Problem/Motivation
Quite a long time ago, before Drupal 8.0, we made the decision to make Views more intelligent about which entity table to select from by default. Before, we always started of the base table and then almost always joined the data table if it exists, because that's where all the data is (except the UUID).
Unfortunately, we never updated entity query accordingly and it is actually far worse there:
* It always picks the base table first, that was the same as views
* It always adds a join as soon as you start to add conditions. *even* if that happens to be the UUID, then it just joins itself or an entity type without a data table.
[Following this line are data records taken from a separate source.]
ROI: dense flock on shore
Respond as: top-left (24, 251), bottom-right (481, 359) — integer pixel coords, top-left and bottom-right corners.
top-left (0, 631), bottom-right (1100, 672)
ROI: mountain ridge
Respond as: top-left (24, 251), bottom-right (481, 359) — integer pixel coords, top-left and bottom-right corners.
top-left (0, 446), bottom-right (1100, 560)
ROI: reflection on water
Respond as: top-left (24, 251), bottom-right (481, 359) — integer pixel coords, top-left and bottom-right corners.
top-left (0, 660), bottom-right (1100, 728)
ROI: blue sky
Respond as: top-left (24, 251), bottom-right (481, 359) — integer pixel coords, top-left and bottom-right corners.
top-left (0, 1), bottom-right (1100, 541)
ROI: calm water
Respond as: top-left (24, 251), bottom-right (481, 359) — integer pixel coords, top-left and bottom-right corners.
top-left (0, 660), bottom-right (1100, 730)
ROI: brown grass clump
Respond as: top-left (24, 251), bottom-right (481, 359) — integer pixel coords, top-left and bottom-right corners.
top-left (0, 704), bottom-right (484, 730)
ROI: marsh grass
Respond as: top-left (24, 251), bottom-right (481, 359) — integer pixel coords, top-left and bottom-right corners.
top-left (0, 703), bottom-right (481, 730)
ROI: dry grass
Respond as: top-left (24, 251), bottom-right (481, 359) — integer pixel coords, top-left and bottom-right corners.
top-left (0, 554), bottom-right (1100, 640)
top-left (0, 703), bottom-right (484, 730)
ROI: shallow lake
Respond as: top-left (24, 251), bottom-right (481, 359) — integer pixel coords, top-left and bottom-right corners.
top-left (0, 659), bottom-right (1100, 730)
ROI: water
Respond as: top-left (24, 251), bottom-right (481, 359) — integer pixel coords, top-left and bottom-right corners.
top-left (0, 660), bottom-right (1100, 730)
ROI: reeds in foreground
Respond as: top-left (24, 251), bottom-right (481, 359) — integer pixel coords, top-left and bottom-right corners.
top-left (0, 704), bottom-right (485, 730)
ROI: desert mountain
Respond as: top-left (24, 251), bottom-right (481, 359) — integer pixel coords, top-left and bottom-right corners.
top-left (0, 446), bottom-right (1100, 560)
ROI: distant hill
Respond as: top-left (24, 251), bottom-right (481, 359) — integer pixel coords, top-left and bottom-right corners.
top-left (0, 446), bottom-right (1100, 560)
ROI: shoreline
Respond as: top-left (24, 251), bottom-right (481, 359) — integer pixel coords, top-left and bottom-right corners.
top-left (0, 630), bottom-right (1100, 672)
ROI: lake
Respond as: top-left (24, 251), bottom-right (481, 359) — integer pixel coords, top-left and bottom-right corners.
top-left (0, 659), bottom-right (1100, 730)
* It always joins other entity types through the base table and then adds yet another join even if they have no data table. Because reasons.
Proposed resolution
This is an attempt at making things more sane and possibly considerably more performant.
Just like views, it starts of at the data table if possible, I'm also avoiding the duplicated join by initializing the entity tables (really, joins) mapping table. And I'm trying to improve actual joining as well by skipping the initial join as well.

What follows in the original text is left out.